With this being the 25th anniversary year of the 1996 race, Stewart sat down with friend A.J. Foyt to talk about memories of their open-wheel racing days.

The open-wheel organizations were feuding in 1996

Tony Stewart and NASCAR are so synonymous that casual motorsports fans may not realize that he won the open-wheel racing championship in 1997. Five years later, he captured the first of his three NASCAR Cup Series crowns. To this day, he is the only driver to win both season series.

Stewart’s Indy-style car career began in 1996 when he competed in what was a tumultuous season for open-wheel racing. The Indianapolis 500 capped a three-race season for the Indy Racing League (IRL) sanctioned by USAC.

Many top teams and drivers boycotted to protest the treatment of Championship Auto Racing Teams (CART) that had broken away from USAC in 1979. CART, beset by internal bickering, evolved into IndyCar in 1992 but did not fully settle its differences with the IRL. When the IRL took full control of the 1996 Indy 500, teams from the rival organization – major players like Ganassi, Rahal, and Penske, broke away and staged their own race that weekend in Michigan.

A tragedy in the prelude to the Indianapolis 500

With so many teams deciding to boycott, the 1996 Indianapolis 500 took on a different look. Although 1990 champion Arie Luyendyk competed, more recent champions like Rick Mears, Al Unser Jr., Emerson Fittipaldi, and Jacques Villeneuve weren’t there, detracting from the prestige of the one race a year that even casual fans made a point of watching.

Instead, Indianapolis rookies dominated the field. Stewart was one of 17 first-time drivers in the 33-car field. However, that was not even close to the most significant story.

On May 17, 1996, nine days before the race, pole-sitter Scott Brayton died in a crash while testing a backup car. An Indy veteran with four top-10 finishes to his credit, Brayton went into a spin on Turn 2 and hit the wall at approximately 200 mph. The impact caused a basilar skull fracture.

A nerve-wracking day for Stewart

With Brayton having died the previous week and No. 2 qualifier Luyendyk penalized because his car came in under the minimum weight, Stewart knew all week that he would be starting the race on the pole. The excitement got to him on race day.

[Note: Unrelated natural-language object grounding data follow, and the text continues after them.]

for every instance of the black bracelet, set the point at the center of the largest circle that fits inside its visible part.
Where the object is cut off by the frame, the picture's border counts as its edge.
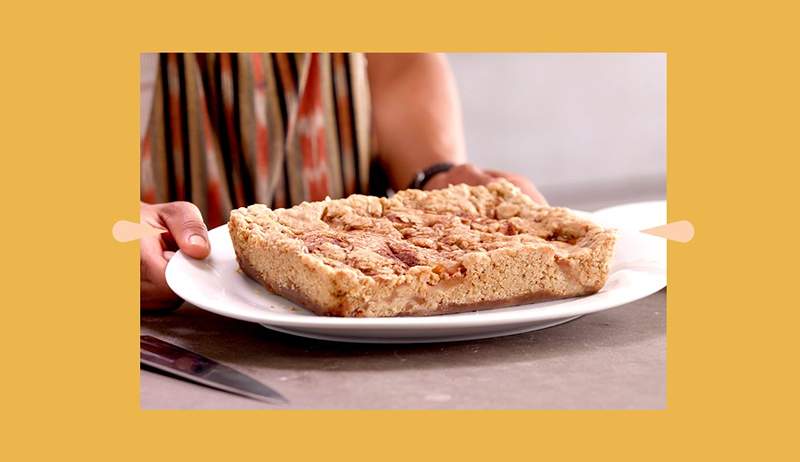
(421, 178)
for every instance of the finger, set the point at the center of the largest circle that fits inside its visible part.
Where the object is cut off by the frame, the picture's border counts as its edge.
(155, 294)
(522, 183)
(185, 224)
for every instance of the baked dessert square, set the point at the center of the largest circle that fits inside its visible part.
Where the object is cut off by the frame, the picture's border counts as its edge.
(421, 253)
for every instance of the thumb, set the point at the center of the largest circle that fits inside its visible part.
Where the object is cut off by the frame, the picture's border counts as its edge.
(185, 224)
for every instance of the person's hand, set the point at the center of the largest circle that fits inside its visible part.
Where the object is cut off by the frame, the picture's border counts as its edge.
(185, 231)
(473, 176)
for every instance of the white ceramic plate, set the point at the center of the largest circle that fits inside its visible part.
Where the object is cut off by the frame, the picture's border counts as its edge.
(217, 285)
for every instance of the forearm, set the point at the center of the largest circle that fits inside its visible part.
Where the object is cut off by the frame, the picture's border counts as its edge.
(416, 113)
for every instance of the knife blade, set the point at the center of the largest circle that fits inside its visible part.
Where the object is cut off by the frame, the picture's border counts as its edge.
(191, 366)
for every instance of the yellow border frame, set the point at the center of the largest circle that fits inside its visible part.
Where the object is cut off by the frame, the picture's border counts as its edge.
(70, 150)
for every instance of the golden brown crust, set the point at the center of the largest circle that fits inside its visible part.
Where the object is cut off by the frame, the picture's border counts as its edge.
(421, 252)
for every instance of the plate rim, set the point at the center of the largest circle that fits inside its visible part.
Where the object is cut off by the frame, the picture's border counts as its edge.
(523, 314)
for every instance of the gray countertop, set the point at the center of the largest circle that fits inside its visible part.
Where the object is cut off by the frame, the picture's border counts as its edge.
(615, 359)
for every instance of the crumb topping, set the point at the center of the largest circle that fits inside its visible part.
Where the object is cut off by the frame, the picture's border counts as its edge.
(386, 237)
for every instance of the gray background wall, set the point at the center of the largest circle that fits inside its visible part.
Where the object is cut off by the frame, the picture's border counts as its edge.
(588, 128)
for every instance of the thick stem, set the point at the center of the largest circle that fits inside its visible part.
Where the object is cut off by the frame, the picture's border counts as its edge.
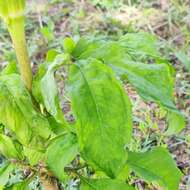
(48, 184)
(16, 30)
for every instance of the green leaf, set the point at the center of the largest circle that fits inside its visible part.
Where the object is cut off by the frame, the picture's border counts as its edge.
(154, 82)
(103, 113)
(184, 59)
(7, 147)
(5, 170)
(45, 89)
(21, 186)
(18, 113)
(69, 45)
(33, 156)
(51, 55)
(11, 9)
(61, 152)
(156, 166)
(104, 184)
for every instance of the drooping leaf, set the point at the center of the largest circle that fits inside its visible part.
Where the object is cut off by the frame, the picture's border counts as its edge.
(184, 59)
(154, 82)
(104, 184)
(156, 166)
(103, 113)
(33, 156)
(61, 151)
(45, 89)
(21, 186)
(18, 113)
(69, 45)
(7, 147)
(5, 170)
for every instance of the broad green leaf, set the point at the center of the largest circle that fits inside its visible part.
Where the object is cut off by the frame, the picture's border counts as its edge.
(103, 114)
(7, 147)
(184, 59)
(156, 166)
(51, 54)
(5, 170)
(45, 89)
(69, 45)
(21, 186)
(33, 156)
(61, 152)
(154, 82)
(104, 184)
(18, 113)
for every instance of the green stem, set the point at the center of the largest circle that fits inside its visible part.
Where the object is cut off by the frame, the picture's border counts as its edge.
(17, 32)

“That’s the closest I’ve ever been to throwing up before a race,” Stewart said. “The nerves were at a level that I had never seen before in my entire life, in any form of motorsports leading up to my first Indy 500. But knowing the history and knowing the pageantry of race day and everything leading up to it, it was extremely hard to stay composed.”

A year earlier, Stewart had been a crew member on Eddie Cheever’s car as a favor to Foyt, but that race was over in seconds because of an opening-lap crash.

“To go from being a crew member to literally the next year starting the race from the pole was definitely a drastic shift for sure but one that I was very excited to be a part of,” Stewart said.

For a brief time, Stewart looked like he had a shot. He led the first 31 laps and regained the lead later for another 13 laps. Unfortunately, engine failure took him out on the 82nd of the scheduled 200 laps, and Bobby Lazier earned the victory.